アンドレッティはロッシの抜けた穴にカイル・カークウッド(アンドレッティ・オートスポート/ホンダ)を持ってきた。アンドレッティで2021年にインディ・ライツチャンピオンとなったカークウッドは、AJ・フォイト・レーシングで1シーズンを戦って経験を重ね、今年の開幕前テスト2回(サーマルクラブとセブリング)で上々のタイムを出していた。
カークウッドにスピードが備わっているだけでなく、アンドレッティのマシンがライバル勢との差を詰めてきているとしたら、ハータとグロージャンのパフォーマンス向上も当然あり得る。
参戦2年目のデブリン・デフランチェスコも含め、今年はアンドレッティ勢がよりシリーズを混沌と、そしておもしろくさせることが期待される。
レイホール・レターマン・ラニガン・レーシング/ホンダは2022年ルーキー・オブ・ザ・イヤーとなったクリスチャン・ルンガー(21歳)のさらなる成長が楽しみ。グラハム・レイホールとジャック・ハーベイの奮起も期待したい。彼らはインディ500で女性ドライバーのキャサリン・レッグを登用することにもなっている。
メイヤー・シャンク・レーシング/ホンダは今年もふたりのインディ500優勝候補=エリオ・カストロネベスとシモン・パジェノーというベテラン2人を走らせる。アンドレッティ・オートスポートとの技術提携は今年も変わらない。
リナス・ヴィーケイとコナー・デイリーのコンビをキープしたエド・カーペンター・レーシング/シボレーにはあと一段のステップアップが必要だ。
フンコス・ホーリンガー・レーシング/シボレーのカラム・アイロットは初勝利を挙げても不思議のないスピードを見せてきている。あとはチームのレベルアップ次第。今年はアルゼンチンのツーリングカーチャンピオンであるアグスティン・カナピノを起用しての2カーに体制を拡大するが、それがアイロットの足を引っ張ることがないようにしてもらいたい。
カナピノがどこまで素早くインディカーに順応し、チームメイトに迫る走りを見せるかにも注目だろう。
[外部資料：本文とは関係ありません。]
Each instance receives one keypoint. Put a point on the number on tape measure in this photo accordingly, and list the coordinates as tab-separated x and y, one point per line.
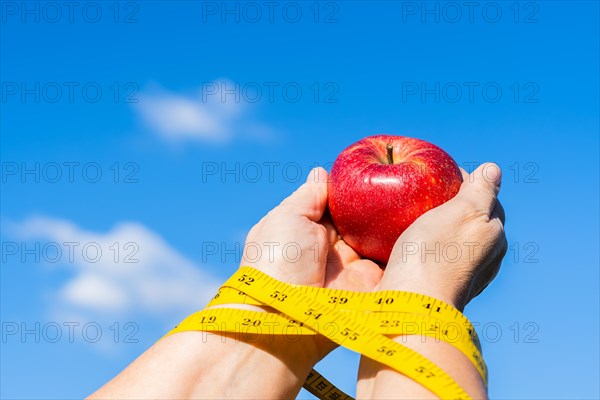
354	323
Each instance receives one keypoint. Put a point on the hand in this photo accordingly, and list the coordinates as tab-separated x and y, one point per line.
453	251
450	253
297	243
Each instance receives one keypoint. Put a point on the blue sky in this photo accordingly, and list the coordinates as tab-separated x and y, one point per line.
147	128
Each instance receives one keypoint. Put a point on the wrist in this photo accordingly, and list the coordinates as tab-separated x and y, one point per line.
416	283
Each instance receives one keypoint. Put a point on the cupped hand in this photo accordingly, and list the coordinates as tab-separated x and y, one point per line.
297	243
453	251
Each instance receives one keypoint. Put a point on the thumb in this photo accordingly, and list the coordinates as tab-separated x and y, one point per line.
481	187
310	199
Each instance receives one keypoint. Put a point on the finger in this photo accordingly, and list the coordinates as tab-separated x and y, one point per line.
332	235
310	199
482	186
498	212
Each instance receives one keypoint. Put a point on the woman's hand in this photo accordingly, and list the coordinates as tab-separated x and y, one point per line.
297	243
453	251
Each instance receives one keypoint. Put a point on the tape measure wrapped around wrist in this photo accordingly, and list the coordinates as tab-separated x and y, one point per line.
356	320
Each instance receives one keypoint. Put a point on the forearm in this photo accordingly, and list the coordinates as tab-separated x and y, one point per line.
377	381
206	365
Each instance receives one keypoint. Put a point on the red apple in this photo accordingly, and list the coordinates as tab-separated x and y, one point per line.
381	184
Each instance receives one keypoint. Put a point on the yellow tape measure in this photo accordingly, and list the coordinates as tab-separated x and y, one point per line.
348	319
389	313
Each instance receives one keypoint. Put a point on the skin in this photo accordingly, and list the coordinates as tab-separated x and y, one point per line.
202	365
473	220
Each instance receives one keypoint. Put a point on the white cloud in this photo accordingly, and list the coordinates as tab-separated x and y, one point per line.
205	116
145	275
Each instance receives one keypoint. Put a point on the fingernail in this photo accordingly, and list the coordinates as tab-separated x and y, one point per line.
313	176
492	173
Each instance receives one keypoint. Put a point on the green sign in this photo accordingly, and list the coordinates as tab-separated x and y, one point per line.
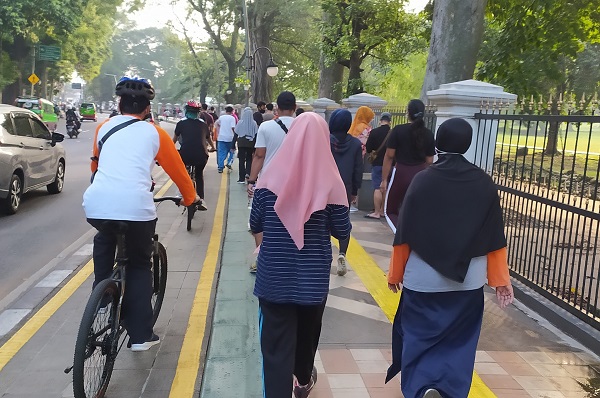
49	53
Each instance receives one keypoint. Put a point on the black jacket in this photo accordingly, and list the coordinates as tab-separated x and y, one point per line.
347	152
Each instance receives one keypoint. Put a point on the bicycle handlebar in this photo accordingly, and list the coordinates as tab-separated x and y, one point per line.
175	199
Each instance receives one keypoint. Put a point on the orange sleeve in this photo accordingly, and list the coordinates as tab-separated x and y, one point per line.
498	268
171	162
398	263
95	152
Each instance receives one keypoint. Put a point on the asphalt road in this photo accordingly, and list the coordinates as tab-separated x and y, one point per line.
47	224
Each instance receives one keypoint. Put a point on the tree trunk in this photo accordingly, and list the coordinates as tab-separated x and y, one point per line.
456	35
330	80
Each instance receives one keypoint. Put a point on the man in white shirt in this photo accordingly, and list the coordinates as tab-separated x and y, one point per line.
225	137
269	137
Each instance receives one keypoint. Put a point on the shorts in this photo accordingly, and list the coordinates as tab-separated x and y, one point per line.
376	176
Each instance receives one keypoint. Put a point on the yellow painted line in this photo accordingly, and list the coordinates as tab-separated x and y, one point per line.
189	358
31	327
375	281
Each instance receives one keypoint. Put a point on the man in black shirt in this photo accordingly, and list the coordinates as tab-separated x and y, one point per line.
376	143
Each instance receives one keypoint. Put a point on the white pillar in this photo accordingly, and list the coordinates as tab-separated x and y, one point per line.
324	107
464	99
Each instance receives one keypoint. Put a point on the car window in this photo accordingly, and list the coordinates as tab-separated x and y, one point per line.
6	123
39	130
22	126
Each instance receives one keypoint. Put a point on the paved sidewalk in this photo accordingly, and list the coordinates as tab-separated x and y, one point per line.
517	357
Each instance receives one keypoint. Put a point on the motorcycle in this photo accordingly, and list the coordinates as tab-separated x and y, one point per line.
72	129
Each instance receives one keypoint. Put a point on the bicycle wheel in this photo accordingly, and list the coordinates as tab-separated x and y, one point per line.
96	345
159	278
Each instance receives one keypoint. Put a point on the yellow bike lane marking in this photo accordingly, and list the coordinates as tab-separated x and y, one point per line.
188	364
31	327
375	281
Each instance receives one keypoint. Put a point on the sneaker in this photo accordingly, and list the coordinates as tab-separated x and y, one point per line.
303	391
341	267
432	393
145	346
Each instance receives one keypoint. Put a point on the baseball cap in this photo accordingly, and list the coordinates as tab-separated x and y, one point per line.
286	101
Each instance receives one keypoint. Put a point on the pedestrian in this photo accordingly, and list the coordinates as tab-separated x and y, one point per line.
292	281
376	151
450	240
269	138
226	125
361	125
411	146
245	130
347	153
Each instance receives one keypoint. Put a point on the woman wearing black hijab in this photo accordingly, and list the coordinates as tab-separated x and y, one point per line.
449	242
411	147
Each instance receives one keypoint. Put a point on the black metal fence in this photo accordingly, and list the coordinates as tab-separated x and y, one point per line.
547	168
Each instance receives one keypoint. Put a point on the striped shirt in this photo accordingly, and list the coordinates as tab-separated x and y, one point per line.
286	274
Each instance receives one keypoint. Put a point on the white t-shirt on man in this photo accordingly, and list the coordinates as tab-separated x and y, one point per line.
270	136
227	124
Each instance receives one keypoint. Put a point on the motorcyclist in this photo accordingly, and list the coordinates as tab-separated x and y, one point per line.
71	117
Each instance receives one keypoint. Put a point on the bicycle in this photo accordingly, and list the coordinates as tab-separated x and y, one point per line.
99	339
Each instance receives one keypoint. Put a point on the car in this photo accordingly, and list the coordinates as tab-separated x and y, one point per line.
30	157
87	110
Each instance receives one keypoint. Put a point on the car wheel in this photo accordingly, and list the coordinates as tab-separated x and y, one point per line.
59	179
15	190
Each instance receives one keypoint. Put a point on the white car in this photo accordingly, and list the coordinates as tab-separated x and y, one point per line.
30	157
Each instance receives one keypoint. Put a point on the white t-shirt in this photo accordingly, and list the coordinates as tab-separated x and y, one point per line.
227	123
270	136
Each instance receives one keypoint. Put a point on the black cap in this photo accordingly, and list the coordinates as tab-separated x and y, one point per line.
286	101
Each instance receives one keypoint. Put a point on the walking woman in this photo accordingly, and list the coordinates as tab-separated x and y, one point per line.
295	256
246	134
449	242
347	153
411	147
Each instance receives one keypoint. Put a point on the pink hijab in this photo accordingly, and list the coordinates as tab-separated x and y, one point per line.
303	175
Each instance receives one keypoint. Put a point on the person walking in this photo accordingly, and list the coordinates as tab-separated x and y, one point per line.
376	151
226	124
449	242
347	152
245	130
292	281
411	146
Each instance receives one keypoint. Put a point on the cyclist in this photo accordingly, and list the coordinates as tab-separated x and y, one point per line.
193	134
124	153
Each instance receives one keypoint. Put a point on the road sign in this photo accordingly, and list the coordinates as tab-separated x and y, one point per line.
49	53
33	79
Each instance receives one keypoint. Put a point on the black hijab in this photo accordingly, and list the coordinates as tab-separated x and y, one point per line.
451	211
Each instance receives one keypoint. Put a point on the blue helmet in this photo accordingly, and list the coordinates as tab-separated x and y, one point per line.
135	87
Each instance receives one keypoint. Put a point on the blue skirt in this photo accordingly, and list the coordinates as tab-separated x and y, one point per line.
434	340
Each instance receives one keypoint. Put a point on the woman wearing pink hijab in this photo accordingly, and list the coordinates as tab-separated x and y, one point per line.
299	203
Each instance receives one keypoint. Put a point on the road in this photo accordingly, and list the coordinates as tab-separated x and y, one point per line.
46	225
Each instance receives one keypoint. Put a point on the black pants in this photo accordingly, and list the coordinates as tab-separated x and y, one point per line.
245	158
137	307
289	335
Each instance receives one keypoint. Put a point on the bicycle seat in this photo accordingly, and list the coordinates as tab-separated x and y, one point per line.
114	227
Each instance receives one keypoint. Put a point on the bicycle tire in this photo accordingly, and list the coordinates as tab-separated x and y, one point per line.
85	348
159	267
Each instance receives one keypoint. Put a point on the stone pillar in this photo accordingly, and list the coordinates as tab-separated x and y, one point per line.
324	107
464	99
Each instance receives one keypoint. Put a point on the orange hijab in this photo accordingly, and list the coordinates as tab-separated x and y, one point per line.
362	120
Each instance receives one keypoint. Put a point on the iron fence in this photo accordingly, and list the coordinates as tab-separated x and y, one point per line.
547	169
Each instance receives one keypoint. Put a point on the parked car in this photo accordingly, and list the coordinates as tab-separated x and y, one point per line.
41	107
30	157
87	110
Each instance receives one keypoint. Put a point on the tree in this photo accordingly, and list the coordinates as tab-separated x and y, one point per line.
456	35
357	29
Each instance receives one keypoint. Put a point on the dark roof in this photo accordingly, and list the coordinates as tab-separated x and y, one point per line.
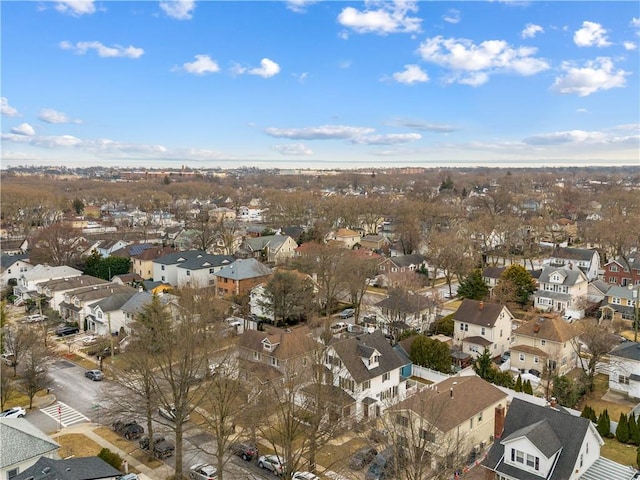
82	468
569	253
349	351
630	350
524	419
478	312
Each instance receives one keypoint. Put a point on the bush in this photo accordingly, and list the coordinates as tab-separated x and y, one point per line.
111	458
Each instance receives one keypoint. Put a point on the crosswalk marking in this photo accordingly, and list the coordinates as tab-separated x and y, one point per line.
64	414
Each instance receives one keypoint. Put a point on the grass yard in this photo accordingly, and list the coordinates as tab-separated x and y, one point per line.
77	445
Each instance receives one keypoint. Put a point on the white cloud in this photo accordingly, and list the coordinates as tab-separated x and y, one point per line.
24	129
388	17
6	109
591	34
81	48
596	75
299	6
297	149
472	64
423	126
76	7
268	68
323	132
178	9
201	65
389	139
49	115
452	16
411	74
531	30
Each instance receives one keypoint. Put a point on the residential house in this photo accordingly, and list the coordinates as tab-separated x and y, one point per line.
12	266
624	369
547	343
452	418
79	468
479	324
620	303
562	290
622	271
348	238
369	370
22	445
546	442
274	352
55	290
240	277
28	281
274	249
585	259
377	243
411	309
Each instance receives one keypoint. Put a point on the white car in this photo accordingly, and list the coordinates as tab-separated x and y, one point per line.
15	412
304	476
273	463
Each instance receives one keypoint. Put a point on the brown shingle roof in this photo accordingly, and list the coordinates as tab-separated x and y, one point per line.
553	329
478	312
471	395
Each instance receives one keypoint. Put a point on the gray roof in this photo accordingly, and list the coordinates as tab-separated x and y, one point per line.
568	429
242	269
569	253
629	350
206	261
571	275
350	352
82	468
21	441
180	257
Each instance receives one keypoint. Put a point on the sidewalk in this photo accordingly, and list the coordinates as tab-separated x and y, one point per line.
146	473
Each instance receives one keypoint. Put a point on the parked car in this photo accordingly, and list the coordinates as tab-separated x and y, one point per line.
170	413
15	412
129	429
362	457
273	463
304	476
95	375
67	330
162	447
9	359
347	313
245	450
203	471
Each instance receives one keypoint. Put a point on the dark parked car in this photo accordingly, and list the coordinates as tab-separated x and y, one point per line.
67	330
245	450
161	446
362	457
128	429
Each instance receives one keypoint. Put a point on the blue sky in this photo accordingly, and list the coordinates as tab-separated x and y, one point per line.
320	84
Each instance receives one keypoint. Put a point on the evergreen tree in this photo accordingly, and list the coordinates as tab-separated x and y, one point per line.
604	424
518	384
622	432
473	286
634	430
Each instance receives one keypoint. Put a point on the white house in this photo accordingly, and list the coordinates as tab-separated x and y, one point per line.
550	443
624	369
562	290
368	369
479	324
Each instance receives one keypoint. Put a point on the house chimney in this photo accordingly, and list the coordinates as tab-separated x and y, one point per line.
498	425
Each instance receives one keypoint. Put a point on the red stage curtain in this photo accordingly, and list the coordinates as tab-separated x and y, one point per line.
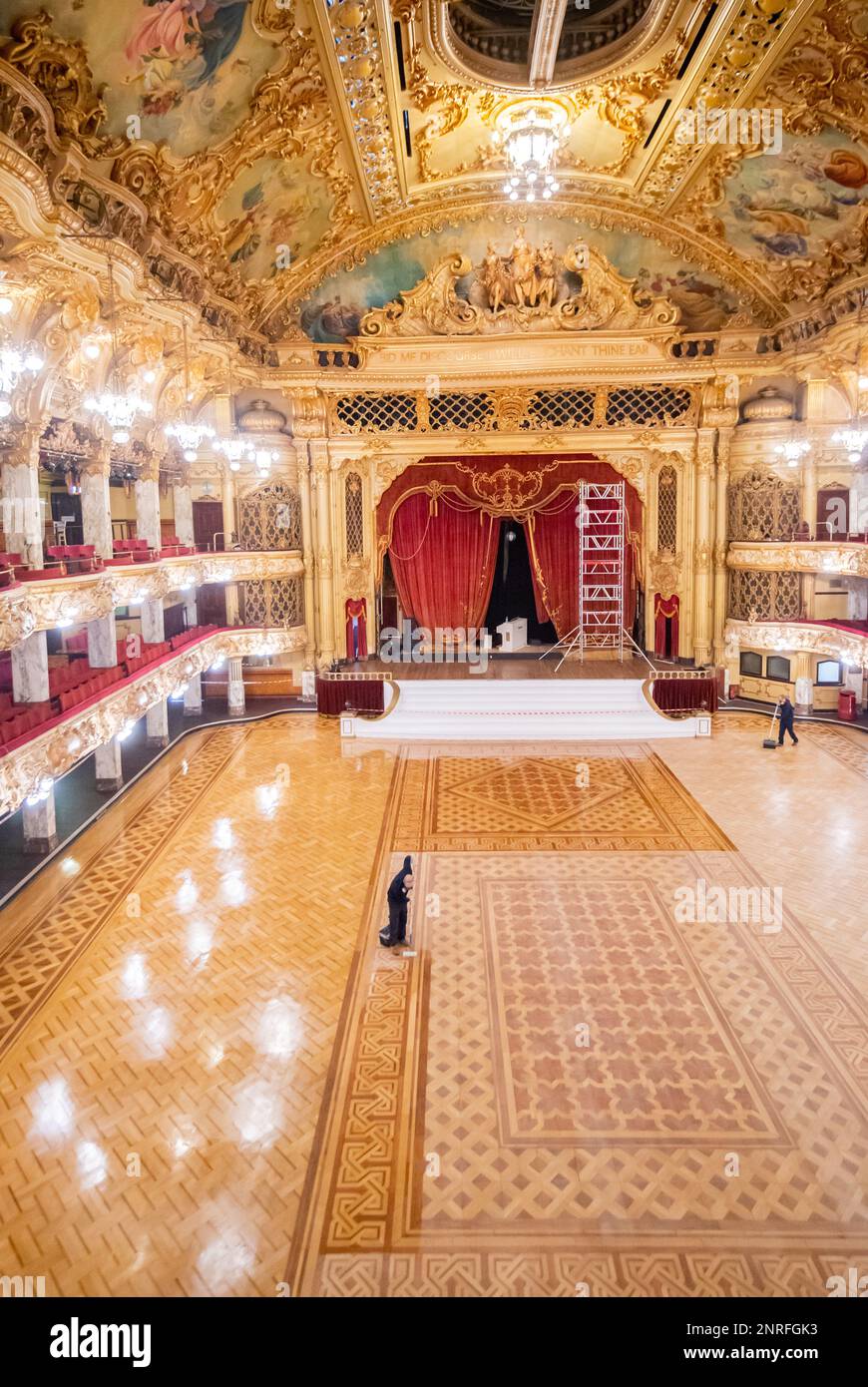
356	608
554	545
685	695
665	608
443	559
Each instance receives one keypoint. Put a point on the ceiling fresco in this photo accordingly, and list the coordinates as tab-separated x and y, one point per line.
308	161
334	311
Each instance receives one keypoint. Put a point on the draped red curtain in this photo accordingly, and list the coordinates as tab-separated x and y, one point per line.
443	559
665	608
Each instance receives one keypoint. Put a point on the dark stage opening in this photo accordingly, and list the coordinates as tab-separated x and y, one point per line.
512	593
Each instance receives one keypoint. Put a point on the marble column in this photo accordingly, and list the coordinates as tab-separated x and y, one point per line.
701	548
182	498
148	504
808	491
235	687
153	629
721	536
308	551
39	825
96	502
227	497
22	511
804	683
103	643
157	724
324	559
31	669
109	767
193	696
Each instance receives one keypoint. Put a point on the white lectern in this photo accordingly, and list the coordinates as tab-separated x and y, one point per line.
513	634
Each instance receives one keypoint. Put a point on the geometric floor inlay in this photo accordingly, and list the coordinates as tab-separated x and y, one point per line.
562	1084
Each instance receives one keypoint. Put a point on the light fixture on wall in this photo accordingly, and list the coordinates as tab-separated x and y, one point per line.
14	363
530	136
188	434
118	406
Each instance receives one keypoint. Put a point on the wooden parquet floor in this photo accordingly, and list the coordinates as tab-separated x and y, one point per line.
214	1082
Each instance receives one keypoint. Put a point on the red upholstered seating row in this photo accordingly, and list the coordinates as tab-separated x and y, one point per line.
77	683
57	570
24	718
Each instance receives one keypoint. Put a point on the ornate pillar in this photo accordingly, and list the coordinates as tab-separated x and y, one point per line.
21	507
96	501
308	550
182	502
31	669
109	767
39	824
808	491
721	536
701	550
227	497
148	504
234	687
804	683
324	558
153	632
103	643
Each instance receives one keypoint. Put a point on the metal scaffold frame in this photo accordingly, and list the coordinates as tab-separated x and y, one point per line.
602	541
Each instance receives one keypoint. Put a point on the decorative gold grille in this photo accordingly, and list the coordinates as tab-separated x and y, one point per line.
761	507
454	411
667	509
354	516
764	597
561	409
273	602
270	518
512	411
650	405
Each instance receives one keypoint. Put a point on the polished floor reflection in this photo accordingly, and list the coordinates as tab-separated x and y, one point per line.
214	1082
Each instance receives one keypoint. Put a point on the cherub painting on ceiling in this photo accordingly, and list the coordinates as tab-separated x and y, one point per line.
273	214
801	203
334	311
185	68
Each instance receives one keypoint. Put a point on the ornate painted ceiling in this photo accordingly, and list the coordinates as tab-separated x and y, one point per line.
287	166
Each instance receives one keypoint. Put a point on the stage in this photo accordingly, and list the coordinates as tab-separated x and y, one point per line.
484	708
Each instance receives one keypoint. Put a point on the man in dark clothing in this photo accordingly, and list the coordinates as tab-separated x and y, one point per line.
788	713
398	896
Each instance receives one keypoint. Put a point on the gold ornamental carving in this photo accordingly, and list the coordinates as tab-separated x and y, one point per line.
506	491
518	292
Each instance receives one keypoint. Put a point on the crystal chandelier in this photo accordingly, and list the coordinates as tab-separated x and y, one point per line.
118	406
188	434
853	440
14	363
793	450
233	445
530	138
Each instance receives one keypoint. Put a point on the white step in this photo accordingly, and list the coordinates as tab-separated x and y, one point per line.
484	708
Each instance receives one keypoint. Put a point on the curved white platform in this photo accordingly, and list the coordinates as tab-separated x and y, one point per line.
494	710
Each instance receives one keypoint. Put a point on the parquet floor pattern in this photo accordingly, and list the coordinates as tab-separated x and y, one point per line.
191	1039
213	1081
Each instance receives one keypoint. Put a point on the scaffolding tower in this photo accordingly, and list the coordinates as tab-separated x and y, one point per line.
602	532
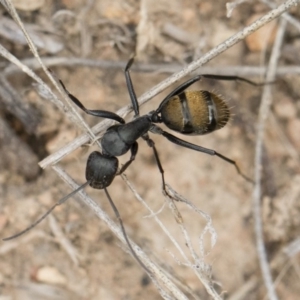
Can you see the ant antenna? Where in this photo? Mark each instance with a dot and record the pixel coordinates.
(61, 201)
(124, 232)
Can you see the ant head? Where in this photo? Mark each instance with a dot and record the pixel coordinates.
(101, 170)
(154, 117)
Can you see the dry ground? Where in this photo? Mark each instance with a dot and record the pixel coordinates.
(111, 31)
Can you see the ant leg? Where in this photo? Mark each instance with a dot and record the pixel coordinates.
(96, 113)
(151, 144)
(157, 130)
(134, 150)
(123, 230)
(61, 201)
(130, 88)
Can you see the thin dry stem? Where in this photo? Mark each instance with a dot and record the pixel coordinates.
(54, 158)
(242, 71)
(263, 115)
(156, 271)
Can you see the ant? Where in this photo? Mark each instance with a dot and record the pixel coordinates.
(187, 112)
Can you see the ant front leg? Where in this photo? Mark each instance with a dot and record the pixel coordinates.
(151, 144)
(134, 102)
(134, 150)
(97, 113)
(157, 130)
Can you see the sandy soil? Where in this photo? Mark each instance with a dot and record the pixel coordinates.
(39, 265)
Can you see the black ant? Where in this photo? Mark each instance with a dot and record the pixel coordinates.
(187, 112)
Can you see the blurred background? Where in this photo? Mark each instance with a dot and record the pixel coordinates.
(165, 37)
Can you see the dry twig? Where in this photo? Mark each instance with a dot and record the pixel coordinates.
(263, 114)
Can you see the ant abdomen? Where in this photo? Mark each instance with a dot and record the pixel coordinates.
(195, 112)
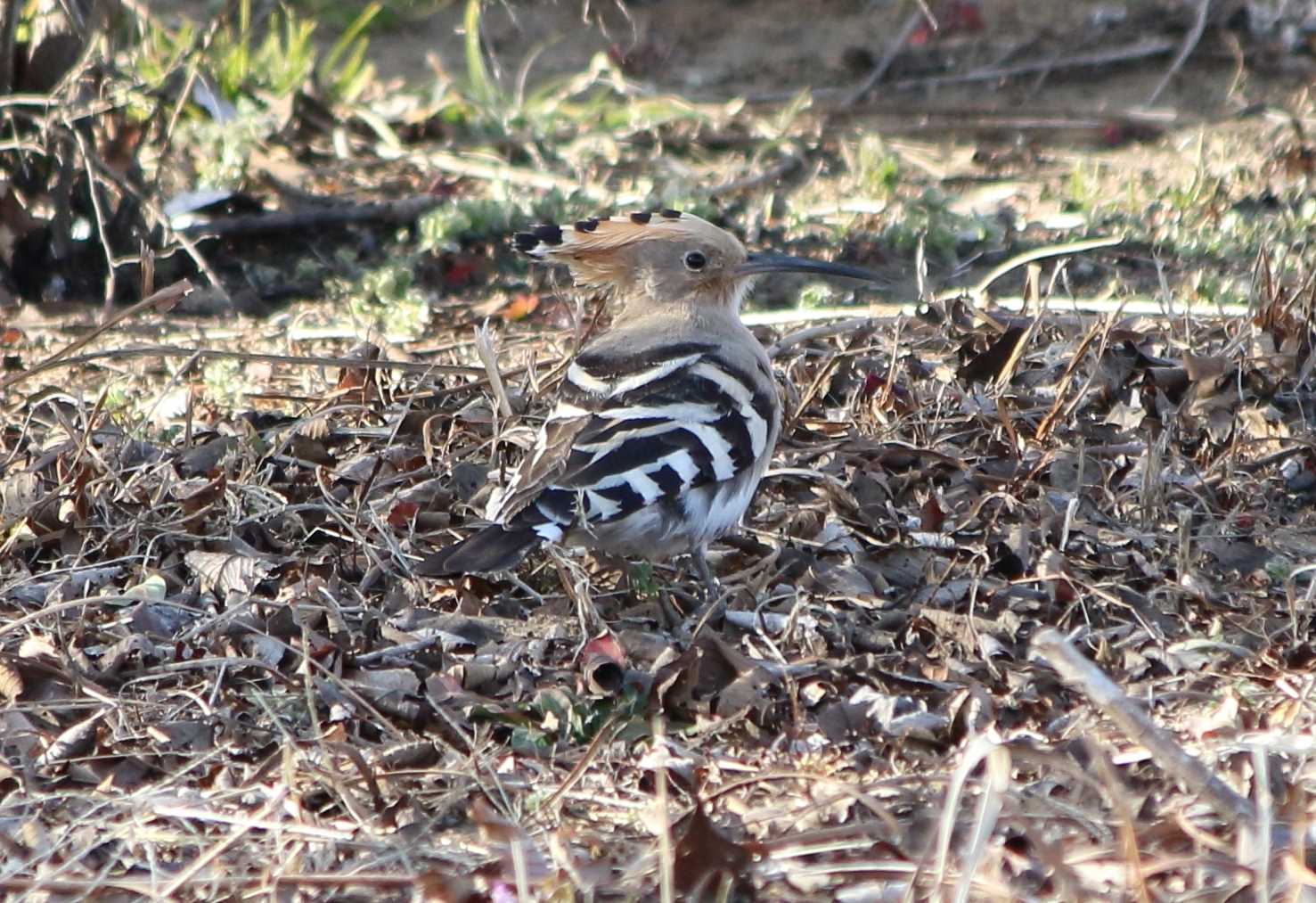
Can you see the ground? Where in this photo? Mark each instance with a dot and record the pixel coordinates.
(1021, 611)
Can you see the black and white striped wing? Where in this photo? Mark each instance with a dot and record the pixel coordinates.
(634, 431)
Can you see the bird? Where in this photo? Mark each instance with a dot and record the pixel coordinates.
(666, 422)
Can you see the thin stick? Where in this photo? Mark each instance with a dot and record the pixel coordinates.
(1084, 677)
(485, 348)
(162, 300)
(1028, 257)
(808, 334)
(405, 209)
(58, 359)
(893, 50)
(1189, 41)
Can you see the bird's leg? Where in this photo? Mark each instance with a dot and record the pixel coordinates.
(712, 590)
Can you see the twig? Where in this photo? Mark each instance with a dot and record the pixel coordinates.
(94, 190)
(214, 353)
(1122, 54)
(485, 348)
(515, 176)
(337, 215)
(808, 334)
(893, 50)
(1084, 677)
(1028, 257)
(1189, 41)
(162, 300)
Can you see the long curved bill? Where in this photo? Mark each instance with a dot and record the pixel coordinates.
(756, 264)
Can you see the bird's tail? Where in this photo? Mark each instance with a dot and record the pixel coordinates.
(493, 549)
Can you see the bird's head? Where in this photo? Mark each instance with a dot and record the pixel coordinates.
(664, 259)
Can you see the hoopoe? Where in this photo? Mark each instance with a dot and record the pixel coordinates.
(665, 422)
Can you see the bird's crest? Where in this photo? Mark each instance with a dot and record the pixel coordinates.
(615, 251)
(609, 234)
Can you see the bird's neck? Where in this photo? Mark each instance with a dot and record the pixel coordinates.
(695, 314)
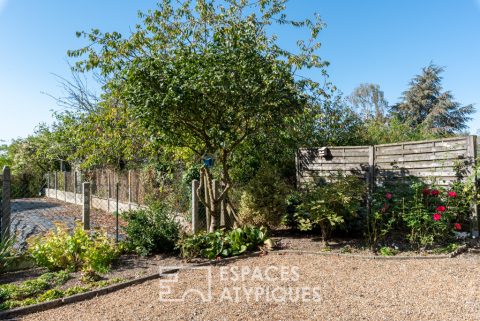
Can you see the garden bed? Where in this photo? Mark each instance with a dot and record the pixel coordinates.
(128, 267)
(350, 289)
(287, 240)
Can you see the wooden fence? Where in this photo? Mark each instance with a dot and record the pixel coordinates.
(438, 162)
デイル・コイン・レーシングは人材流出で苦況に追いやられたが、昨年ルーキーながら大活躍したデイビッド・マルーカスと、インディライツ上位ランカーのスティング・レイ・ロブという若手2人(どちらも21歳)を走らせる。
AJ・フォイト・レーシング/シボレーはサンティーノ・フェルッチをエースに迎え、インディ・ライツで走っていたベンジャミン・ペデルソン(23歳)を起用する。
2023年もNTTインディカーシリーズは混戦必至。全17戦でエキサイティングなバトルが繰り広げられることになる。